If I were to rewrite this story this week, I think I would change all the human characters into horses. I don't exactly know why, but it is easy for me to picture this story with horses.

(Bathsheba: Artemisia Gentileschi)




Bibliography. "David" From Folk-lore of the Holy Land: Moslem, Christian and Jewish by J.E. Hanauer. Web Source. 

Reading Notes, Part A: Week 5 - Lokman

Lokman 

I liked this story because it gave somewhat of a background story on Lokman, but also another well-known story about it him. Lokman was related to Ayƻb (or Job) but had been sold into slavery at some point. He was freed by his master when he ate a bitter melon - his master asked him how he could eat such a disgusting melon. Lokman's response would free him, "Lokman answered that it was no wonder that he should, for once in a while, accept an evil thing from one who had conferred so many benefits on him." I thought this response was fantastic! Sometimes we have to do things we do not necessarily want to do, but if we do them they can pay off in the long run.

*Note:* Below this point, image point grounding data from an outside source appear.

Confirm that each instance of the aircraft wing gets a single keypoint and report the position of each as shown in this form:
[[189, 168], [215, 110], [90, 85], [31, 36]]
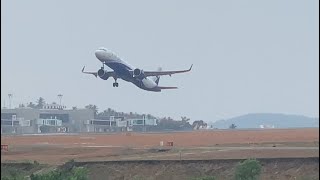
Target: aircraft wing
[[110, 73], [163, 73], [86, 72]]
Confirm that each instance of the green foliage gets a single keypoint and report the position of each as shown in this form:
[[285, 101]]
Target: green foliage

The second part of this story was a story about Lokman healing a rich man who was believed to have a serpent clinging to his heart. This serpent turned out to be a crab, which made the operation even more difficult. The irony of this story is that Lokman's nephew an aspiring physician (the only nearby physician who did not invite to the operation), gave Lokman advice from the rooftop as he performed the operation. Without his nephew's help the rich man surely would have died, instead he lived a long and happy life.

If I were to base my story this week off of this story - I think I would for sure change what type of animal was clinging to the heart of the rich man. (Maybe I would have the rich man die, or maybe he would not be a rich man.) I think I would also change the nephew's appearance in some fashion, maybe he will become a dragon or a monkey.

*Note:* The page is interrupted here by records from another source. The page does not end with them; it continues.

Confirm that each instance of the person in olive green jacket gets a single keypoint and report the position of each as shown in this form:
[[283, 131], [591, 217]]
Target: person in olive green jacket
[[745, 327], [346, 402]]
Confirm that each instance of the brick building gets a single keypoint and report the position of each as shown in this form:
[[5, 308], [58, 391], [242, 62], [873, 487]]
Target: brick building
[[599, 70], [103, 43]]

(Crab: Image by Ariapsa MX from Pixabay)


Bibliography. "Lokman" from Folk-lore of the Holy Land: Moslem, Christian and Jewish by J.E. Hanauer (1907). Web Source. 

Sunday, January 26, 2020

Storybook Plan

Story Sources 

The following sources are from: The English and Scottish Popular Ballads by Francis James Child (1882-1898). Web Source.

"Robin Hood and Little John." Web Source.

"Robin Hood and the Bishop of Hereford." Web Source.

"The Golden Arrow." Web Source.

"Robin Hood and Maid Marian." Web Source.

Additionally this story is inspired by the 1981 classic - Indiana Jones: Raiders of the Lost Ark. Web Source. 

Story Episodes

Episode #1: "Little John and the Clue"

Inspired by "Robin Hood and Little John" - Robin will meet Little John and become friends/comrades. Little John also delivers a clue to an ancient relic (right now I think it is going to be a bow, but I haven't decided if it is actually going to be of historical significance or fictional, still need to research this more).

Episode #2: "Robin Hood in Disguise"

Inspired by "Robin and the Bishop of Hereford" - Robin blends in with the Bishop's men and interacts with the Bishop in order to further his search for the "lost bow". I would also like to mix in some snakes somewhere in the story, and this might be the "episode" to do it. As you know, Indie "hates snakes".

Episode #3: "The Golden Arrow"

Inspired by the "Golden Arrow" this will be the last mission before Robin finally finds the "lost bow". This story will also involved Maid Marian (the other stories might as well, but I haven't quite figured out how I want to do it yet).

Episode #4: "The Lost Bow"

Robin Hood and Little John finally find it, but the Bishop ends up stealing it from them. But the bow turns out to be the Bishop's demise...

Storytelling Styles 

I think I prefer to write in the first person. So I could write these stories from the perspective of different characters. Maybe: Little John, Bishop of Hereford (this could be a letter to Prince John), Maid Marian (might do this one like a journal), and then Robin Hood. But I am still not sure.

I could also write it as a narrator, who is telling a story to his grandkids.

Storybook Theme 

My main idea for this story is for it to be an adventure similar to Indiana Jones, but using the stories of Robin Hood as inspiration. Also, I would like to show that winner does not always win, and people can often pursue things for the wrong reasons.